To determine if the relationship shown by the data is linear, we can check if the change in \(y\) is consistent with the change in \(x\). We need to calculate the differences in \(y\) for each change in \(x\).
Given the points:
- (-7, 5)
- (-5, 9)
- (-3, 13)
- (-1, 17)
Now let's calculate the differences:
-
From (-7, 5) to (-5, 9):
- Change in \(x\): \(-5 - (-7) = 2\)
- Change in \(y\): \(9 - 5 = 4\)
-
From (-5, 9) to (-3, 13):
- Change in \(x\): \(-3 - (-5) = 2\)
- Change in \(y\): \(13 - 9 = 4\)
-
From (-3, 13) to (-1, 17):
- Change in \(x\): \(-1 - (-3) = 2\)
- Change in \(y\): \(17 - 13 = 4\)
The change in \(y\) is consistently 4 for a change in \(x\) of 2, which suggests that the data is linear.
Now, we can find the slope \(m\) of the line: \[ m = \frac{\Delta y}{\Delta x} = \frac{4}{2} = 2 \]
Now, we can use the slope and one of the points to find the equation of the line in slope-intercept form \(y = mx + b\).

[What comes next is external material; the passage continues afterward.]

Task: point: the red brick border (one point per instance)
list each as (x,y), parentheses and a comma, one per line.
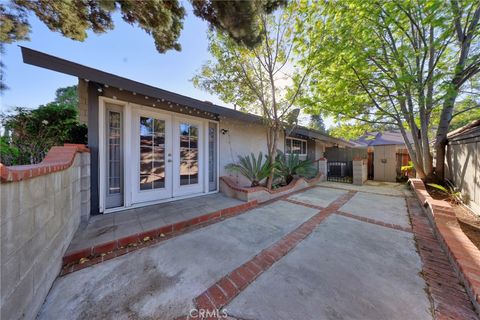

We can use the point (-7, 5) for this calculation.
Substituting \(m = 2\): \[ y = 2x + b \]
Now, plug in the point (-7, 5): \[ 5 = 2(-7) + b \] \[ 5 = -14 + b \] \[ b = 5 + 14 = 19 \]
Thus, the equation of the linear model that represents the data is: \[ y = 2x + 19 \]
In conclusion, the relationship is linear, and the linear model is given by the equation \(y = 2x + 19\).